Para assegurar a transparência necessária à produção de conhecimento científico aberto, autore/as devem declarar a utilização de chatbots e mecanismos de inteligência artificial na redação de artigos e nas demais fases da pesquisa científica.12 Tal declaração deve constar no item de metodologia do trabalho e/ou nos agradecimentos ao final do artigo. Para garantir a repetibilidade do processo, deve-se indicar o comando exato utilizado, qual ferramenta e a data da pesquisa realizada.
Por fim, pensa-se que as políticas aqui recomendadas para atuação de autore/as também se aplicam, na medida de suas respectivas atribuições, a revisore/as e editore/as. Portanto, todo/as a/os autore/as do processo editorial devem ser transparentes em relação à utilização de chatbots e mecanismos de inteligência artificial, responsabilizando-se pelo conteúdo gerado e informando aos demais o seu emprego.

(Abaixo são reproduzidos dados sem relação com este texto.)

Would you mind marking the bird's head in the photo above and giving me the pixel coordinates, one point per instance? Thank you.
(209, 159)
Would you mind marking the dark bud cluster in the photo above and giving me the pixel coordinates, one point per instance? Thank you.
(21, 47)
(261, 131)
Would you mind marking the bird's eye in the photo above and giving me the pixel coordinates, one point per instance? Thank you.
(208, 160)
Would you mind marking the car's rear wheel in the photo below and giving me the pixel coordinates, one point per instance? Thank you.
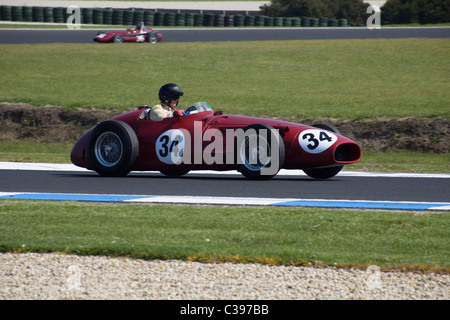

Diante do exposto, considerando o cenário atual, pensa-se que as revistas científicas devem inserir normas em suas políticas editoriais e de integridade científica para regular questões de coautoria relacionadas ao uso de inteligência artificial, recomendando-se que: 1. mecanismos de inteligência artificial (como ChatGPT) não cumprem os requisitos para coautoria; 2. autore/as devem declarar (na metodologia ou nos agradecimentos) a utilização de mecanismos de inteligência artificial na redação do artigo e/ou nas demais fases da pesquisa científica; 3. autore/as são responsáveis por erros, plágios e outras más-práticas que eventualmente ocorram em suas pesquisas em razão da utilização de mecanismos de inteligência artificial.
Contudo, por óbvio, ressalta-se que este editorial pode ser rapidamente superado em suas conclusões, considerando-se a veloz alteração das premissas relacionadas às possibilidades e às capacidades das ferramentas de inteligência artificial na sociedade e na pesquisa científica.
We used ChatGPT, as pointed in footnotes 2 and 3, to generate an initial answer about co-authorship and artificial intelligence, which is quoted in the introduction of the editorial.